The 2008 recession left approximately 8.4 million Americans without jobs, while others experienced dropped wages and reduced work hours, forcing many to lose their homes and turn to the rental market. The U.S. housing market also lost $7 trillion in home equity and also left many homeowners owing more than their house was worth.
The affordable housing market experienced its own losses, which are still being felt at the national level. In the past two years, Congress removed 100,000 housing vouchers and the federal government hasn’t added government housing in more than a decade, according to the Center on Budget and Policy Priorities. The Columbia Housing & Redevelopment Corporation aims to defy the national trend and provide affordable homes to those in need despite budget cuts, as well as educating individuals on ways to work themselves out of a poor economic situation.
As part of the proposed 2015-2019 Tennessee Consolidation Plan, a housing and community needs survey revealed rehabilitation assistance as one of the most important housing needs for a community. To CHRC Executive Director Trent Ogilvie, rehabilitation means educating an individual on how to life a quality life just as much as providing a home for someone who’s fallen on hard times.
“It does relate back to education and it does relate back to, ‘If I don’t have enough income to make it, how do I have a budget to control my expenses so I’m not always stuck in that deep despair of not ever having enough,” Ogilvie said. “It may lead to crime, health issues, or other situations. When you’re talking about affordable housing, it’s directly related to what can individuals afford and how can they get access?”
Losing the ability to obtain a voucher removes a person’s chances of escaping an area of concentrated poverty and giving them opportunities to have access to more available homes.

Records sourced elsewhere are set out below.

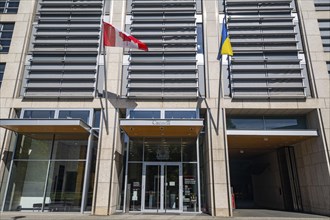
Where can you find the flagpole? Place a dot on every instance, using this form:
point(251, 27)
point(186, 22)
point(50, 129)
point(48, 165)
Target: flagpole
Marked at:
point(105, 82)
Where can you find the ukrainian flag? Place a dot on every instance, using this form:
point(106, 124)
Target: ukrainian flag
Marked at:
point(225, 46)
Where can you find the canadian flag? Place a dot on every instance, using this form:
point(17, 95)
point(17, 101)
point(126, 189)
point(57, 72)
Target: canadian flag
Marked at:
point(113, 37)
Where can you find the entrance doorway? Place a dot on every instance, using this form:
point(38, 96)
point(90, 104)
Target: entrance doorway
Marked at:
point(162, 187)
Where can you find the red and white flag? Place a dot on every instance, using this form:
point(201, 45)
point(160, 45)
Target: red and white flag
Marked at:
point(113, 37)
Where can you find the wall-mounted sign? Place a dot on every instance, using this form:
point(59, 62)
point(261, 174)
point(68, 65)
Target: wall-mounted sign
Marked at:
point(190, 181)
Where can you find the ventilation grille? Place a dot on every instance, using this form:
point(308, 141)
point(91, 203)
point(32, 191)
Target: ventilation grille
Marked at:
point(63, 50)
point(169, 68)
point(322, 5)
point(324, 26)
point(266, 61)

“The section 8 voucher is really two-fold. Not only is it helping meet the need of someone who needs affordable housing, but it also gives them mobility,” Ogilvie said. “So, they are no longer confined to a certain neighborhood where public housing may located or where they’ve got concentrations of poverty in that neighborhood.” Originally a design by the federal government, public housing was once conceived as placing certain groups of lowincome families in a designated area. That, Ogilvie says, is a recipe for concentration. “Right, wrong or indifferent … they established what is called ‘qualified census tracts.’ So when you look at history, they approved money to put housing of individuals with low income in certain areas. If you continue to do that, you’re going to have concentrations of poverty,” Ogilvie said. “You put low income people there, minimal education, no jobs, no opportunity, then you’re going to see higher crime and all of the other negative issues.”

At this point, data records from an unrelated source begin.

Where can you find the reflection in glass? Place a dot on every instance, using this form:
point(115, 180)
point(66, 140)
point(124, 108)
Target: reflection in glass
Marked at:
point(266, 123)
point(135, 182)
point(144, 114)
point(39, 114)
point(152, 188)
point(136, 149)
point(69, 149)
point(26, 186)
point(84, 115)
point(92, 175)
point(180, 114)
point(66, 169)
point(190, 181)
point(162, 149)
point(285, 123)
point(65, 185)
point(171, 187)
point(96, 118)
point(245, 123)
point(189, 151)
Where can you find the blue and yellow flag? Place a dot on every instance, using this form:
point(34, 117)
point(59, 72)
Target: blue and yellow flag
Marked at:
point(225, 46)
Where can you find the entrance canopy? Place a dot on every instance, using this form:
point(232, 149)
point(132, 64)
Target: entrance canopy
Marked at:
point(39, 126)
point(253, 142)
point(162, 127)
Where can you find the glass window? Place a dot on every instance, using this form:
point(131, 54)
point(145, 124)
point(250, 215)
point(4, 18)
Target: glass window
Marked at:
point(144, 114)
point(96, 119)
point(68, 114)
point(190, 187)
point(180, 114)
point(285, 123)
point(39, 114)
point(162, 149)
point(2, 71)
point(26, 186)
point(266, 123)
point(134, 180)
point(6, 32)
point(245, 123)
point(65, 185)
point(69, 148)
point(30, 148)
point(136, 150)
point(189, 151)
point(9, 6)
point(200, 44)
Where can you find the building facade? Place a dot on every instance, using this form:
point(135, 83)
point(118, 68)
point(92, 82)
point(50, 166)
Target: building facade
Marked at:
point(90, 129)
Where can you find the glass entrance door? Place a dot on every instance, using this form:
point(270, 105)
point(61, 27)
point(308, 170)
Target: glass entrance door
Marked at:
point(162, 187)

Since 1959, the CHRC’s mission is to avoid a concentration of poverty in Columbia and Maury County. It now oversees 296 public housing units in the five communities of Southern Hills, Creekside, Northridge, Northridge Annex and most recently, Oakwood. It has also helped to build four single-family houses, with four more planned for this year, Ogilvie said.
In order to avoid concentration, there has to be diversity in housing options and individuals must receive a qualified amount of monthly income, or as Ogilvie puts it,”Love income does not mean no income.” Cost is based on 30 percent of a person’s monthly income and if a child is under 18, he or she must be enrolled in school.

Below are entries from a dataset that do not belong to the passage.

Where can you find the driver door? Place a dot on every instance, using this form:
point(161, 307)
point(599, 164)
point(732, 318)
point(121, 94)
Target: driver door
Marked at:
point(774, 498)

CHRC’s program requires more of its applicants than a record of total income, however. The root of the problem is not the lack on income, Ogilvie said, but centers around a person’s behavior and understanding that things can be done to ensure they don’t remain in poverty.
“It’s not just that they have a right to affordable housing, but they have a responsibility that comes along with it,” he said. We believe that we are improving the community where a lot of people are struggling. A lot of people right now pay more than 30 percent of their monthly income for housing.”
Rent and utilities, home upkeep, lack of employment and finding proper child care are three of the biggest issues people struggle with, he said. Rents have seen a 34 percent spike since 2002, with many now paying more than 50 percent of their total gross monthly income for it.
“That’s something I think, as a community, you need to look at, because if a person is paying almost 50 percent of their income related to housing, that’s a problem. That’s why you have to have diversification of housing to meet those needs so (individuals are) within that 30 percent range,” Ogilvie said. “All of those things, in my opinion, are very important.”
Watching the process for an individual to one day buy a house for their family without the needs of public housing gives the client a sense of self-responsibility and a sense of pride that goes beyond any dollar amount, he said. “We encourage literacy. We encourage education. We want individuals to know that affordable housing and keeping that housing affordable goes back to taking pride in where you live, valuing yourself, valuing the property that you have, and we’ve come a long way as far as an agency,” Ogilvie said.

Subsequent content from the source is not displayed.